As últimas eleições foram marcadas pela cisão do país em dois polos que se combateram violentamente. No meio da confusão, é claro, encontrávamos também sensatos com capacidade de articulação coerente, demonstrando argumentações plausíveis para sustentar sua visão.   Entretanto, em sua maioria assistimos pessoas de ambos os lados defenderem aos berros e xingamentos seu candidato ou, pior, simplesmente ofender com adjetivos pejorativos o candidato oposto. Dilma venceu as eleições, mas os conflitos não se apaziguaram. Em 15 de março assistimos a ida da classe média branca ir às ruas solicitar, em trajes verde e amarelo, seu impeachment. Pessoas com roupas ou adereços vermelhos que passavam nas ruas foram hostilizadas física e verbalmente. Chegaram a atacar um cachorro que portava um lenço vermelho no pescoço. A despeito da agressividade e mobilização de um grande número de pessoas, não foi divulgada qual era a pauta do movimento e quais meios sugeririam para conseguir suas exigências. Traduzindo, pessoas defendiam violentamente uma ideia, sem saber exatamente qual era, nem o que fazer para obtê-la. Em muitos cartazes e vozes recebemos o pedido do impeachment de Dilma, mas não vimos quais seriam as razões específicas para isso, muito menos a lista de medidas a serem assumidas pelo governo.

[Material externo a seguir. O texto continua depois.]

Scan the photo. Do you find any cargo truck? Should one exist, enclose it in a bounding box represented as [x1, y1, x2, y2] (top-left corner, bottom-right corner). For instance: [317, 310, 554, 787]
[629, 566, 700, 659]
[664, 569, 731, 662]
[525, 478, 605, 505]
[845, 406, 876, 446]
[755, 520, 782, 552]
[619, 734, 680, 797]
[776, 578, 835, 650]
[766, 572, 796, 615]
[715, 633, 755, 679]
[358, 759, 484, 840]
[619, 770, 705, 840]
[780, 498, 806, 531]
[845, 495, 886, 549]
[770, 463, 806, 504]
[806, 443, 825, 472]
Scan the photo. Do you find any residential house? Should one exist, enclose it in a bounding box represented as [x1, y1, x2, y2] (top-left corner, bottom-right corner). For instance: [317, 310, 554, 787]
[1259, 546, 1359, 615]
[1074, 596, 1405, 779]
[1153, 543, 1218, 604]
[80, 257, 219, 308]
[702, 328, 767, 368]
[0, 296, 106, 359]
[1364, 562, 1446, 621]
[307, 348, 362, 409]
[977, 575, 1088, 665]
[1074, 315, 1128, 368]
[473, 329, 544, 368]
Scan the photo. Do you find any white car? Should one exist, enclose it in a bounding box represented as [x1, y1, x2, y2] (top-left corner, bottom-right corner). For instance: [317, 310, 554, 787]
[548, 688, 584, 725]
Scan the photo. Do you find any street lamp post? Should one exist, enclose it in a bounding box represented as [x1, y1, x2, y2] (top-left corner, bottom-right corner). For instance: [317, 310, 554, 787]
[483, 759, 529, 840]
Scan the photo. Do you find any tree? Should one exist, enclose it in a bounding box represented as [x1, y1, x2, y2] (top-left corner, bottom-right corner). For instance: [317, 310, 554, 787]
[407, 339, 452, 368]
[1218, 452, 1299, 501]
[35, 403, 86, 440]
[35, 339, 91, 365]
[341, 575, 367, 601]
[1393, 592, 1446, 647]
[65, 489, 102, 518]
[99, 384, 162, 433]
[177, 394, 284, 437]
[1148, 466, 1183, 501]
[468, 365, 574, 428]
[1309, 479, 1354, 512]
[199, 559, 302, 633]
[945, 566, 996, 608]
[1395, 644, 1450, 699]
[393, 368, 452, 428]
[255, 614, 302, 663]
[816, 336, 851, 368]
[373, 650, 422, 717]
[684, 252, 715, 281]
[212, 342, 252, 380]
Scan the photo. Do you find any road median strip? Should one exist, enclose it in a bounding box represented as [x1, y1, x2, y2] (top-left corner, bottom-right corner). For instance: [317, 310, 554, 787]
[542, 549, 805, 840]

O leitor deve estar se perguntando em que medida a fenomenologia husserliana – teoria que trabalha o campo transcendental a partir de conceitos abstratos – relaciona-se com isso. Explico. Em sua obra Meditações Cartesianas o filósofo defendeu a importância de despir-se de todos os seus preconceitos, realizar o exercício meditativo de questionar todas as informações prévias, retornar ao eu puro e, a partir de então, tentar reconstituir o edifício do saber. É esse autoquestionamento que falta a uma parcela da população – esta que agarra-se violentamente a suas opiniões sem confrontá-las, analisa-las, criticá-las e, por fim, fundamentá-las em fatos, dados, estatísticas –, ocasionando um levante agressivo, porém inútil e disforme.

A lição para o nosso tempo e para os tempos vindouros é, independente do posicionamento político individual, ao menos por um momento, questionar suas próprias crenças, mesmo aquelas que parecem óbvias e evidentes, para tentar construir o conhecimento de forma articulada. Esse é um modo de descobrir pelo que lutar e como lutar.